III) Performance of Asian Indexes for the week, month-to-date and year-to-date. The Nikkei rose by +0.24% (MTD +2.07% YTD -2.73%), the Hang Seng Index was lower by -1.51% (MTD +1.12%, YTD -11.96%) and the Shanghai Composite declined by -0.54% (MTD +7.11%, YTD +4.81%).

Fixed Income

Treasury yields declined on the week as the rising global cases of COVID-19 and the increase in tensions between the US and China drove a safe haven bid for treasuries.

Performance: I) The 10-year Treasury yield was lower last week ending at 0.591% down from 0.634%. The 30-year yield fell last week finishing at 1.232% declining from 1.330%.

II) Performance for the week, month-to-date and year-to-date. The Bloomberg Barclays US Aggregate Bond Index rose +0.41% last week, MTD +1.19% and YTD +7.40%. The Bloomberg Barclays US MBS TR was lower by -0.14% last week, MTD -0.08% and YTD +3.42%. The Bloomberg Barclay’s US Corporate HY Index was higher by +1.56% for the week, MTD +3.82% and YTD -0.13%.

Commodities

The DJ Commodity Index was higher last week by +1.97% and is up month to date +5.22 (YTD -8.05%).
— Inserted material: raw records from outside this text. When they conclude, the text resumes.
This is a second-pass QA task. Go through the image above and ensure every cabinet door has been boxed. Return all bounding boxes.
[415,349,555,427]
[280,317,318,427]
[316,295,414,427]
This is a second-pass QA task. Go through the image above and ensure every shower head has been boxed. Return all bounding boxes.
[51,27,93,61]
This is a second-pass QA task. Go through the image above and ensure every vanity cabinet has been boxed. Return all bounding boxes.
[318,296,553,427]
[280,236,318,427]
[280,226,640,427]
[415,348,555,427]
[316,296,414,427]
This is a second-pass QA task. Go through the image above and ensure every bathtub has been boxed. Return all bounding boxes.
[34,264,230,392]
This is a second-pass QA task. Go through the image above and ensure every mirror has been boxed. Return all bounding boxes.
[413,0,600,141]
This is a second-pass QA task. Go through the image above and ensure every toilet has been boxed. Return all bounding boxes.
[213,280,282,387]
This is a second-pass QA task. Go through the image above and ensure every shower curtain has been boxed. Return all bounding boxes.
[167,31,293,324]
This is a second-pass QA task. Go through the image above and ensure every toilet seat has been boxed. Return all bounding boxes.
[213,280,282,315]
The commodity index jumped on the week as both silver and gold reached multi-year highs.

Performance: I) The price of oil rose last week by +1.89% to close at $41.34 and is higher month to date by +5.27% (YTD -32.30%). Oil prices jumped on positive PMI data out of Europe, and the rise in storm activity in the US gulf coast which could disrupt oil production and supply.

II) The ICE USD Index, a gauge of the U.S dollar’s movement against six other major currencies, was lower by -1.73% ending at 94.35 for the week (MTD -3.12%, YTD -2.11%). The USD fell last week to its lowest point since March, as the sharp rise in US COVID-19 cases could blunt the country’s economic recovery.

III) Gold rose for a seventh week in a row, as the increase in geo-political tensions between the superpowers China and US, brought the precious metal within a short distance from its all-time high of $1920.0. Gold was higher by +0.56% last week, climbing to $1900.3 (MTD +5.54%, YTD +24.76%).

Hedge Funds

Hedge fund returns in July are higher with all of the core strategies Equity Hedge, Event Driven, Macro/CTA, Relative Value and Multi-Strategy in positive territory.

Performance:

  1. The HFRX Global Hedge Fund Index is higher at +1.46% MTD and up +0.36% YTD.
  2. Equity Hedge has advanced by +1.46% MTD and is lower by -4.93% YTD.
  3. Event Driven is up MTD +1.11% and is up YTD +2.74%.
  4. Macro/CTA has risen by +1.40% MTD and is higher by +0.67%
  5. Relative Value Arbitrage is higher by +1.83% and is up +2.95% YTD.
  6. Multi-Strategy is up MTD by +1.78% and has risen by +2.72% YTD

Data Source: Haver Economics

This report discusses general market activity, industry or sector trends, or other broad-based economic, market or political conditions and should not be construed as research or investment advice. It is for informational purposes only and does not constitute, and is not to be construed as, an offer or solicitation to buy or sell any securities or related financial instruments. Opinions expressed in this report reflect current opinions of Clearbrook as of the date appearing in this material only. This report is based on information obtained from sources believed to be reliable, but no independent verification has been made and Clearbrook does not guarantee its accuracy or completeness. Clearbrook does not make any representations in this material regarding the suitability of any security for a particular investor or the tax-exempt nature or taxability of payments made in respect to any security. Investors are urged to consult with their financial advisors before buying or selling any securities. The information in this report may not be current and Clearbrook has no obligation to provide any updates or changes.